The levels of telomerase in pHFF cell line were evaluated by Western blotting as well. The cells were grown for 72hr in the presence of Jurkat derived exosomes. 50 μg of protein were separated by 10% SDS-PAGE, transferred to nitrocellulose membrane and hybridized for 16h at 4°C with specific antibodies: anti-telomerase (1:500, Abcam, MA, USA) Signals were visualized after exposing the membranes to 2nd fluorescent antibodies and quantified by the Odyssey analysis software (Odyssey IR imaging system; LI-COR).
Proliferation assay
Proliferation of fibroblasts was measured by the Trypan blue exclusion method which distinguishes between apoptotic or necrotic cells and live cells. 5μM GRN163, a potent telomerase inhibitor (48), generously provided by Geron Corporation (Menlo Park, CA) was used in order to prove the involvement of telomerase per-se in the proliferation effects.
Population doubling (PD)
PD was calculated according to the following formula: #PD= log of number of harvest cellsX3.3218-log of number of plated cellsX3.3218.
DNA damage
pHFF cells were exposed to Jurkat derived exosomes with or without telomerase inhibitor for three days. Cells were than exposed to 20 ug/ml of phleomycin for 0.5, 6 and 24 hours and stained for γH2AX foci and DNA analysis by immunofluorescence as previously described [49]. Each treatment was performed in triplicates. The foci were counted in each slide (6 fields per slide) and were divided to four levels: no foci (o), low (1-10), medium (11-20) and high (countless) number of foci.
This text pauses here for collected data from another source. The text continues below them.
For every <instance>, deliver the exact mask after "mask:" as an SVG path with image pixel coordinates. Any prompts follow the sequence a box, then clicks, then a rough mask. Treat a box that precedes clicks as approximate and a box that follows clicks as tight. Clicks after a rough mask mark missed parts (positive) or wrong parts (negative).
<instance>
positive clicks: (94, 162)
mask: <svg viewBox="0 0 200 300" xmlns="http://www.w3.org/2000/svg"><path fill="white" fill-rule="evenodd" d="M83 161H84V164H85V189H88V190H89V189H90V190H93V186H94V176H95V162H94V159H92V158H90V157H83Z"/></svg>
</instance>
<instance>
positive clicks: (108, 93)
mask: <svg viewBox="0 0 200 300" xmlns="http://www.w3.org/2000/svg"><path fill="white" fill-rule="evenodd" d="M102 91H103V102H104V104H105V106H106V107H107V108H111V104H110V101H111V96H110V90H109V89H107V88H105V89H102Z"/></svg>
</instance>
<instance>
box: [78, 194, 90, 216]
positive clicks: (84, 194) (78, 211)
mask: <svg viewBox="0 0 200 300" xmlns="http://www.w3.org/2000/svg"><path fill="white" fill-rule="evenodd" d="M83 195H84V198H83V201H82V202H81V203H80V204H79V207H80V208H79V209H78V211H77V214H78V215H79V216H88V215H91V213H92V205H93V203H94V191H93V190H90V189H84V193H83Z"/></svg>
Senescence- associated β-galactosidase
pHFF cells were exposed to Jurkat derived exosomes with or without telomerase inhibitor twice a week for five weeks. Cells were analyzed every week for -galactosidase activity by using the β-Galactosidase Detection kit (abcam, Cambridge, UK) according to the manufacturer’s instructions. Briefly, cells were washed, fixed and stained with the X-Gal reagent followed by DAPI staining for the detection of cell nuclei as described previously [50]. For each treatment blue- stained cells were visualized under the fluorescent microscope (GenASIs Scan, Applied Spectral Imaging, Israel), counted and divided to the total cell number in each field. Ten fields were analyzed for each treatment.
Nuclear morphology
Cells were treated as described above for senescence assay. Nuclei with different morphology were visualized under the fluorescent microscope (GenASIs Scan, Applied Spectral Imaging, Israel), counted and divided to the total number of nuclei in each field (10 fields per treatment).
Statistical analysis
A two-tailed Student T Test with unequal variance and one way ANOVA were used to calculate the P values in SPSS for Windows version 11.5 software (SPSS, Inc., Chicago, IL). All results are shown as average ± standard error (SE). In all assays, P values of less than 0.05 were considered statistically significant.
CONFLICTS OF INTEREST
The authors declare no conflict of interest.